On Fri, Oct 25, 2013 at 10:25 AM, Jarno Rajahalme <jrajaha...@nicira.com> wrote:
>
> On Oct 25, 2013, at 9:27 AM, Jesse Gross <je...@nicira.com> wrote:
>
>> On Fri, Oct 25, 2013 at 9:13 AM, Jarno Rajahalme <jrajaha...@nicira.com> 
>> wrote:
>>>
>>>> On Oct 25, 2013, at 9:06 AM, Jesse Gross <je...@nicira.com> wrote:
>>>>
>>>>> On Thu, Oct 24, 2013 at 9:01 AM, Jarno Rajahalme <jrajaha...@nicira.com> 
>>>>> wrote:
>>>>> diff --git a/datapath/flow_netlink.c b/datapath/flow_netlink.c
>>>>> index 515a9f6..fc6f42e 100644
>>>>> --- a/datapath/flow_netlink.c
>>>>> +++ b/datapath/flow_netlink.c
>>>>> @@ -154,8 +155,10 @@ static bool match_validate(const struct 
>>>>> sw_flow_match *match,
>>>>>
>>>>>                       if (match->key->ip.proto == IPPROTO_TCP) {
>>>>>                               key_expected |= 1ULL << OVS_KEY_ATTR_TCP;
>>>>> -                               if (match->mask && 
>>>>> (match->mask->key.ip.proto == 0xff))
>>>>> +                               if (match->mask && 
>>>>> (match->mask->key.ip.proto == 0xff)) {
>>>>>                                       mask_allowed |= 1ULL << 
>>>>> OVS_KEY_ATTR_TCP;
>>>>> +                                       mask_allowed |= 1ULL << 
>>>>> OVS_KEY_ATTR_TCP_FLAGS;
>>>>
>>>> One thing that I should mention about this is that it doesn't require
>>>> the TCP_FLAGS key to be present if the protocol indicates that the
>>>> protocol is TCP. Requiring it would be the most consistent with the
>>>> rest of our netlink interface. However, I'm not sure that it's really
>>>> necessary any more now that we don't require exact match on all fields
>>>> with megaflows.
>>>
>>> I made it that way on purpose for compatibility with older userspaces. 
>>> Maybe this is worth a comment, though.
>>
>> I don't think that it's necessary from a compatibility point of view
>> because older userspace will just echo back the fields that they
>> received. The protocol is supposed to be able to handle the addition
>> of new fields like this.
>>
>
> I see quite a many uses of odp_flow_key_from_flow() that would indicate that 
> this not always a case. This is used, for example, when userspace wants to 
> send a packet not originally received from the kernel.
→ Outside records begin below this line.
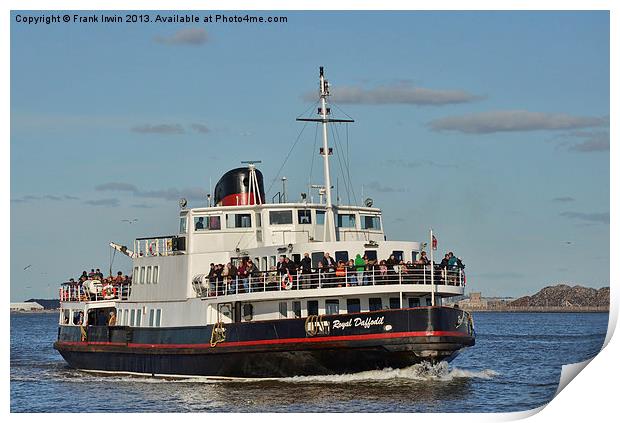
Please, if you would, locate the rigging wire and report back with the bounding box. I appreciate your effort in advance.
[308,123,319,199]
[329,101,357,203]
[334,121,356,204]
[266,101,319,195]
[329,124,351,204]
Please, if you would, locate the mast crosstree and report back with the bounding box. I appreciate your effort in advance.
[297,66,354,242]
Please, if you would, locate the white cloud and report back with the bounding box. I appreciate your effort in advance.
[430,110,608,134]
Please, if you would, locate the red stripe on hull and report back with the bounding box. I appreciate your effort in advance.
[58,331,468,349]
[219,192,256,206]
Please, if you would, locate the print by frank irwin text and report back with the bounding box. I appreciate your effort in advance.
[15,13,288,25]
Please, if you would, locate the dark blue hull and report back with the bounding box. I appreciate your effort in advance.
[54,307,475,378]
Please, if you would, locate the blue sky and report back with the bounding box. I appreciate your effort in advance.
[11,11,610,301]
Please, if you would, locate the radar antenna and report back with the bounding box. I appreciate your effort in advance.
[241,160,263,205]
[297,66,354,241]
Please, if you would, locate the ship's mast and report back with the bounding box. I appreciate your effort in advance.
[297,66,353,241]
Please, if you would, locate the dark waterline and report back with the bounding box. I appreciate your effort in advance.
[11,313,608,412]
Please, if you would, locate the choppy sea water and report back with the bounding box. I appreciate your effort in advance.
[10,313,608,412]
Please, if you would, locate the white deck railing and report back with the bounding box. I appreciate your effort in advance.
[192,266,465,297]
[58,282,131,302]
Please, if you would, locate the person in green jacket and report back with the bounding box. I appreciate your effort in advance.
[354,254,366,285]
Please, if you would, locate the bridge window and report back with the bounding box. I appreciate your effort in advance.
[306,300,319,316]
[392,251,403,263]
[312,252,325,269]
[293,301,301,319]
[364,250,377,260]
[368,298,383,311]
[360,215,381,231]
[347,298,362,313]
[243,303,254,322]
[338,213,355,228]
[325,299,340,314]
[269,210,293,225]
[280,301,288,319]
[194,216,222,231]
[226,213,252,228]
[260,256,269,271]
[297,210,312,225]
[316,210,325,225]
[390,297,400,309]
[334,251,349,263]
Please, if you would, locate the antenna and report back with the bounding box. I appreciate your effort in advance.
[297,66,354,241]
[242,160,263,205]
[282,176,286,203]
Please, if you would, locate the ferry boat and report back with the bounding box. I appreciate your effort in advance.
[54,67,475,378]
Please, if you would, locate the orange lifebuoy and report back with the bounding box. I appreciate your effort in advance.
[281,273,293,290]
[101,285,116,300]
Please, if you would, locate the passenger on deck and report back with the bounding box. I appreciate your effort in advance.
[108,311,116,326]
[237,260,250,292]
[247,260,260,292]
[336,260,347,288]
[312,261,325,288]
[415,251,431,266]
[448,251,456,270]
[322,252,336,272]
[353,254,367,285]
[347,254,361,286]
[222,263,237,294]
[379,260,388,281]
[96,309,108,326]
[276,256,288,276]
[299,253,312,289]
[321,252,336,286]
[385,254,398,276]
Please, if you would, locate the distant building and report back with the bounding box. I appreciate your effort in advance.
[11,302,43,311]
[458,292,512,310]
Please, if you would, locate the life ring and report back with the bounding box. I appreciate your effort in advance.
[101,285,116,300]
[280,273,293,290]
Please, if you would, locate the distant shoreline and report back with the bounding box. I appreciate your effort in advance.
[461,307,609,313]
[11,309,59,314]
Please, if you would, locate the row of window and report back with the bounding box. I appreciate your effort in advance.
[233,250,419,271]
[179,210,381,233]
[116,308,161,327]
[133,266,159,285]
[278,297,431,319]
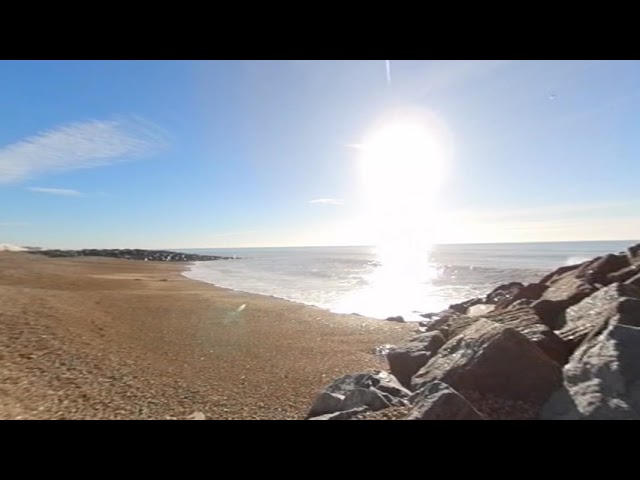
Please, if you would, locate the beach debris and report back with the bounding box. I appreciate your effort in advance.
[373,343,395,357]
[307,370,411,419]
[387,331,446,388]
[187,412,207,420]
[411,319,562,406]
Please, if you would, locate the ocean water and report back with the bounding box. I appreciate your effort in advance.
[181,241,637,321]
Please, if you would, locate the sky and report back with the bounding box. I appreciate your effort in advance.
[0,60,640,248]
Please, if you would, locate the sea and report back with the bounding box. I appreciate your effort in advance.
[180,240,638,321]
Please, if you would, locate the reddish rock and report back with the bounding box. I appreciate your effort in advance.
[484,307,572,365]
[576,254,629,285]
[496,283,549,310]
[627,243,640,263]
[531,272,597,330]
[484,282,524,305]
[607,263,640,283]
[557,283,640,350]
[624,273,640,287]
[411,319,561,405]
[407,382,485,420]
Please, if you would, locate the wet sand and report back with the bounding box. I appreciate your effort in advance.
[0,252,415,419]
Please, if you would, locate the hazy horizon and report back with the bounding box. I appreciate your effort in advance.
[0,60,640,249]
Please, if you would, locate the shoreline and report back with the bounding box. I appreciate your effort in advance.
[0,252,415,419]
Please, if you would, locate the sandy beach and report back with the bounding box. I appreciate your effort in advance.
[0,252,415,419]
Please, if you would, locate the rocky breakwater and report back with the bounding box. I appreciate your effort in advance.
[28,248,236,262]
[308,244,640,420]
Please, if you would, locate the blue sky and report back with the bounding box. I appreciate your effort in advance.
[0,60,640,248]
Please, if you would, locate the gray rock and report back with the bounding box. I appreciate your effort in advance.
[540,322,640,420]
[607,263,640,283]
[557,283,640,350]
[484,282,524,304]
[407,381,485,420]
[387,332,445,388]
[483,307,572,365]
[307,371,411,418]
[308,407,367,420]
[496,283,549,310]
[411,319,561,405]
[624,273,640,288]
[627,243,640,263]
[531,272,597,330]
[576,254,629,285]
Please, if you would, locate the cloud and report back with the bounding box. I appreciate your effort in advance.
[27,187,83,197]
[309,198,344,205]
[0,222,31,227]
[0,116,168,183]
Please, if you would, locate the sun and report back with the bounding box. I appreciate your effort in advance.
[360,112,450,243]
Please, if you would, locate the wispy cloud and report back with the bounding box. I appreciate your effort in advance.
[458,200,636,221]
[309,198,344,205]
[0,222,31,227]
[0,116,168,183]
[27,187,83,197]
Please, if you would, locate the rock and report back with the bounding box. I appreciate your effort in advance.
[307,371,411,418]
[407,381,485,420]
[607,263,640,284]
[309,407,368,420]
[557,283,640,350]
[531,272,597,330]
[387,332,445,388]
[418,311,458,336]
[503,298,533,310]
[540,317,640,420]
[624,273,640,288]
[411,319,561,405]
[467,303,496,317]
[483,307,572,365]
[538,262,588,285]
[576,254,629,285]
[496,283,549,310]
[449,298,485,314]
[484,282,524,305]
[187,412,207,420]
[627,243,640,263]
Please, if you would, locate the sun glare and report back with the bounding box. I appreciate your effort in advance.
[332,112,450,316]
[361,111,450,248]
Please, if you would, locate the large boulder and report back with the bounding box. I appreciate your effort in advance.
[607,263,640,283]
[576,254,630,285]
[627,243,640,263]
[624,273,640,288]
[411,319,561,405]
[483,307,571,365]
[538,262,588,285]
[557,283,640,351]
[448,298,485,315]
[484,282,524,305]
[307,371,411,418]
[407,381,485,420]
[496,283,549,310]
[531,272,597,330]
[387,331,445,388]
[307,407,368,420]
[540,317,640,420]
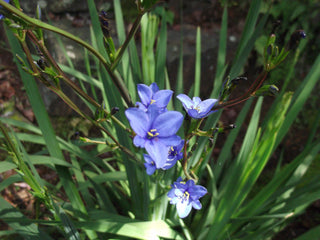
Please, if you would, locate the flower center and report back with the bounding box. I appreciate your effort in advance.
[168,146,178,158]
[147,129,159,139]
[191,106,200,112]
[150,99,156,105]
[181,191,190,202]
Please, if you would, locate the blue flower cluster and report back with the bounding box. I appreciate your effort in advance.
[125,83,217,218]
[168,177,207,218]
[125,83,183,175]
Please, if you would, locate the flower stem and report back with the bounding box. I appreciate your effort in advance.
[0,1,133,107]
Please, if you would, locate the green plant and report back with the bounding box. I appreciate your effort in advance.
[0,0,320,239]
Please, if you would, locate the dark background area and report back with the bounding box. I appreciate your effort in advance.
[0,0,320,240]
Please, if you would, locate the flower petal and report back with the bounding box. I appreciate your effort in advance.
[152,111,183,137]
[143,154,156,175]
[125,108,150,137]
[176,201,192,218]
[192,200,202,210]
[192,97,201,106]
[152,90,173,108]
[149,83,159,93]
[137,84,153,106]
[188,185,208,200]
[145,141,169,168]
[188,109,202,119]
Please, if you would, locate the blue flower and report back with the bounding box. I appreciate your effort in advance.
[167,177,208,218]
[136,83,173,111]
[177,94,218,119]
[143,140,184,175]
[125,106,183,168]
[143,154,157,175]
[0,0,10,20]
[162,140,184,170]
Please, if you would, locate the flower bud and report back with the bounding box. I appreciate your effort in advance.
[99,11,110,38]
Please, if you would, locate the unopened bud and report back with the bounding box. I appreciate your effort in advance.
[289,29,307,50]
[99,11,110,38]
[110,107,119,115]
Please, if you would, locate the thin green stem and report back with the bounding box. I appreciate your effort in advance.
[110,12,144,71]
[27,30,128,131]
[212,71,268,110]
[21,34,139,161]
[0,0,133,107]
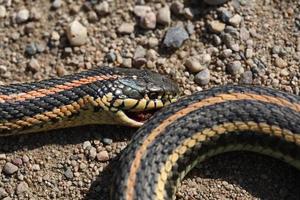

I'm pretty sure that it works because this mismatch generally occurs
whenever someone uses OVS from the upstream kernel since the versions
are not tightly coupled.

If a packet is being sent to the kernel, then userspace only needs to
supply "metadata" - the fields not present in the packet itself, all
of which have reasonable defaults. The kernel will extract all fields
it can from the packet and use those as the source of truth.
Therefore, the addition of new fields only matters on flow setups
where userspace has historically needed to install an exact flow. In
this case, the compatibility mechanism is that userspace will extract
its notion of the flow from the packet itself and use that to compute
an action list. If the kernel's version contains fields that userspace
does not understand then it will just store and echo that back to the
kernel on the assumption that it's simply a more fined-grained version
of what it extracted.

>> This will kill performance on those versions though. I thought that I
>> had gone through it before and decided that this wouldn't be a problem
>> but I can't remember what I was thinking now.
>
> Can you be more specific? You mean that the allowance of omitting the TCP 
> flags key causes performance problems, or the fact that kernel is reporting a 
> key attribute that the userspace does not understand?

The problem is that old userspaces will not know how to mask out
certain TCP flag values and so it will treat every field as exact
match. Things will still be functionally correct due to the above
compatibility mechanism but it means that an old userspace running on
a new kernel will see a flow setup for every different combination of
TCP flags.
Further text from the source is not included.